We saw something here at The Daily Upside we hadn’t seen in so long we barely recognized it: honest-to-goodness good news.

Research from blockchain data platform Chainalysis published last week found that in 2024 the amount of money paid out by victims of ransomware attacks — when hackers seize data and/or shut down key systems and extort money in return for the stolen data and system access — fell by 35% from the year before to $813.6 million. That’s down to a cocktail of causes, Jacqueline Burns Koven, Head of Cyber Threat Intelligence at Chainalysis, told The Daily Upside. “It’s difficult to determine one key factor, but the decrease was driven by a combination of increased law enforcement actions, improved international collaboration, fragmentation of the ransomware ecosystem, victim preparedness, and a growing refusal by victims to pay,” said Koven.

A Pauper’s Ransom

Total annual ransomware payouts have been trending upward for years (with 2022 being an exception), and 2023 notched a record-breaking $1.25 billion in extorted money.

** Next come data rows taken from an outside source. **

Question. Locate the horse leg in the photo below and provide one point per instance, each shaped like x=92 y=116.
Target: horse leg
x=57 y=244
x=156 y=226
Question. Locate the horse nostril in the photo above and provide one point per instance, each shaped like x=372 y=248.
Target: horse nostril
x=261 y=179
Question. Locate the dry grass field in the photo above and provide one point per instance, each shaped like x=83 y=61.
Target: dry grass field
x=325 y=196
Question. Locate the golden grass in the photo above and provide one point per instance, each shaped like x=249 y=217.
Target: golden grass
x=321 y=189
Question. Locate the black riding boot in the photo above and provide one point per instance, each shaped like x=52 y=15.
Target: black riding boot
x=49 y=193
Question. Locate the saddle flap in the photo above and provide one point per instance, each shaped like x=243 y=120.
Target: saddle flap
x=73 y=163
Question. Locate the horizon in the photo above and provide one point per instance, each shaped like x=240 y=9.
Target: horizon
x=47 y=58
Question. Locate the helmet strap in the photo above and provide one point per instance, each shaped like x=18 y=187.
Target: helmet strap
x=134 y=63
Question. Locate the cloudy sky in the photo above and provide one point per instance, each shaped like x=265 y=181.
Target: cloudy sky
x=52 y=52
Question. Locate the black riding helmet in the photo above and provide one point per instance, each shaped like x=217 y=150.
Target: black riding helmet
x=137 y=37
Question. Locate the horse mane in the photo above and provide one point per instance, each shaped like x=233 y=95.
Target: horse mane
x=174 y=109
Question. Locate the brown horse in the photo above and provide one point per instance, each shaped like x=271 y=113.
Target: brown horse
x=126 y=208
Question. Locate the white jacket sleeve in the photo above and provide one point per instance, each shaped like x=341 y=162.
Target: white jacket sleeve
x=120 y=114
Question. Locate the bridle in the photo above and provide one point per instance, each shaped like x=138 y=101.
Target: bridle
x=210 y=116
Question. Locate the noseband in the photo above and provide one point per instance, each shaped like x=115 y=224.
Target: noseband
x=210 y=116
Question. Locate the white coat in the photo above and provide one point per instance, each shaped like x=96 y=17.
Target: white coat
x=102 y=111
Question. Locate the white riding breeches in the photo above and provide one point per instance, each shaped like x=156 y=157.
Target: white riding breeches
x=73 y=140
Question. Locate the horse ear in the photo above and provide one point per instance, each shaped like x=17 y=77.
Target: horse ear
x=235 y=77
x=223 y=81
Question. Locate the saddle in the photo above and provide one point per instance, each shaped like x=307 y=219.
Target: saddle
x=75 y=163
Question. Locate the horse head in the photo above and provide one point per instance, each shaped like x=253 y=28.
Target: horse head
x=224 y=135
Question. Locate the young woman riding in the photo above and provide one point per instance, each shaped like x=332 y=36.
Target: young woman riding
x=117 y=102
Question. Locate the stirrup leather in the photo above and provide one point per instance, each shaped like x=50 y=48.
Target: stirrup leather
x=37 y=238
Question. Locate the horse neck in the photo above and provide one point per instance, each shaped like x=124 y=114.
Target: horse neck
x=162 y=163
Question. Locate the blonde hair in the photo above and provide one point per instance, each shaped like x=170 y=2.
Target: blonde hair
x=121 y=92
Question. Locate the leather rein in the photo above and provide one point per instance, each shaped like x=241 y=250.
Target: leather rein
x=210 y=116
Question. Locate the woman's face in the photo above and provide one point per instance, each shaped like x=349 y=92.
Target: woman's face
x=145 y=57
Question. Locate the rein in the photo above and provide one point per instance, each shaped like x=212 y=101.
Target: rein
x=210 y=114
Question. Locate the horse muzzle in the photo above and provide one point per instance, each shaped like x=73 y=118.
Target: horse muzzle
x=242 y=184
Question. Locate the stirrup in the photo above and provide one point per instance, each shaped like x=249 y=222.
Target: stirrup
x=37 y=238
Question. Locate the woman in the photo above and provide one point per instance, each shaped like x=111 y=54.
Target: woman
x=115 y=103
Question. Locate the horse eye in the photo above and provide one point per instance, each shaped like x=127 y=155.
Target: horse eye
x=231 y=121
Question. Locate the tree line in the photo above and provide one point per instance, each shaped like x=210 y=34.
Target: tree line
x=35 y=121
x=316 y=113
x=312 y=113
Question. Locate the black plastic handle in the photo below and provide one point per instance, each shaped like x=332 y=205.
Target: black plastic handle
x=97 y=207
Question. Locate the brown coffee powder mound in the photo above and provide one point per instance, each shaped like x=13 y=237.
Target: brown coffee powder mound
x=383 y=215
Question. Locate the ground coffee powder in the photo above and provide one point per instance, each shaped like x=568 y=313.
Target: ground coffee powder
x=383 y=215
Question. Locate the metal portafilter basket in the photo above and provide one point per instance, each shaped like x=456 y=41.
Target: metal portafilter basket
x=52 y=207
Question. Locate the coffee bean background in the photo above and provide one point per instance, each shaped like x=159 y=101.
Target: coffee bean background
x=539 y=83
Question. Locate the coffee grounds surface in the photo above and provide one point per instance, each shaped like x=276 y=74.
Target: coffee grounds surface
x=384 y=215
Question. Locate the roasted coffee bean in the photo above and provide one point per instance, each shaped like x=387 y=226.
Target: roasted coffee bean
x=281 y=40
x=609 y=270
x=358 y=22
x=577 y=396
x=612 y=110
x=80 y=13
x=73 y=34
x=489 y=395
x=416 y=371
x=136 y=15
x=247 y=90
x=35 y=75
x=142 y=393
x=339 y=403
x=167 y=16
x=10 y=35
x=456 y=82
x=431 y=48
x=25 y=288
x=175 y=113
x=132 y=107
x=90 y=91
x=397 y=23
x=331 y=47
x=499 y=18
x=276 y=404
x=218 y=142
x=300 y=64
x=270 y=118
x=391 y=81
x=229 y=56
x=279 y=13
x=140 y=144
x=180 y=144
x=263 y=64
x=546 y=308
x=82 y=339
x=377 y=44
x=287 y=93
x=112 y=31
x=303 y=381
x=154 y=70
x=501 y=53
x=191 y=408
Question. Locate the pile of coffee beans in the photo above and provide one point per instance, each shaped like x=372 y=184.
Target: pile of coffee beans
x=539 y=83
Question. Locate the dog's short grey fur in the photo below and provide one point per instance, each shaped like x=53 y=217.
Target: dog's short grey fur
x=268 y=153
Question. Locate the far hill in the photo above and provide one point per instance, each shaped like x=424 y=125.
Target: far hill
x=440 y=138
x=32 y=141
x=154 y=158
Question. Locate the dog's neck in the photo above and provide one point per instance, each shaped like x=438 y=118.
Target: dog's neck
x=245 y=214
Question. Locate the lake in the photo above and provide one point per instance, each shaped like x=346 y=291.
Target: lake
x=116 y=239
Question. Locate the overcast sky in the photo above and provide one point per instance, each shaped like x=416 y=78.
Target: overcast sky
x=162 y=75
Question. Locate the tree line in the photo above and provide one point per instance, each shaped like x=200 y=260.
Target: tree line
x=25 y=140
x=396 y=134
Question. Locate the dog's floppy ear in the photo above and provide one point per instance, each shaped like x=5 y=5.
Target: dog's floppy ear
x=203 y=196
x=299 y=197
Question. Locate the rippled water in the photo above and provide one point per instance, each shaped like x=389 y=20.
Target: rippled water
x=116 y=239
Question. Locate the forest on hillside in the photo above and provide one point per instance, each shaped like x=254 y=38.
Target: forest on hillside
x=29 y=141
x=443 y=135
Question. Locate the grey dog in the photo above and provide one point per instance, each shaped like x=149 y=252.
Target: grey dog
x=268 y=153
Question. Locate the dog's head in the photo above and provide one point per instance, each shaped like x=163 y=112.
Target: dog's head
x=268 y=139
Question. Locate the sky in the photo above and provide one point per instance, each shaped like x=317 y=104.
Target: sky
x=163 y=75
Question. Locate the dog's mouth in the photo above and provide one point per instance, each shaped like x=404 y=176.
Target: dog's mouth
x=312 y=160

The first half of 2024 was no different, per Chainalysis’ data, but after July, payouts by ransomware victims dropped sharply.

This drop is in part explained by law enforcement cracking down on prolific online gangs, disrupting arguably the most centralized part of the ransomware market:

• The FBI, UK’s National Crime Agency, and Europol managed to infiltrate and disrupt the online gang Lockbit in February last year, and Chainalysis noted a 79% drop in the group’s ransomware payouts in the second half of 2024. 
• In June, Spanish police arrested a 22-year-old British man alleged to be the leader of ransomware group Scattered Spider, although The Register reported at the end of last year that the group was picking up steam again.

Lizzie Cookson, Senior Director of Incident Response at Coveware, a firm that works with cyber-extortion victims, told Chainalysis that no one had moved into the market niche left behind by large ransomware gangs. “We saw a rise in lone actors, but we did not see any group(s) swiftly absorb their market share, as we had seen happen after prior high-profile takedowns and closures,” Cookson said. “The current ransomware ecosystem is infused with a lot of newcomers who tend to focus efforts on the small- to mid-size markets, which in turn are associated with more modest ransom demands.”

Consumer Confidence: One expert told Chainalysis that another reason for the lower ransomware payouts is that targeted cybercrime gangs, desperate to retain street cred after getting a black eye from law enforcement, tried plumping up their lists of stolen data. Some of that data, however, was either old or completely made up. “This is especially true of LockBit, which, in a bid to remain relevant after being ostracized by much of the underground community post law enforcement action, has published as high as 68% repeat or straight-up fabricated victims on its data leak site,” Allan Liska, threat intelligence analyst at Recorded Future, told Chainalysis.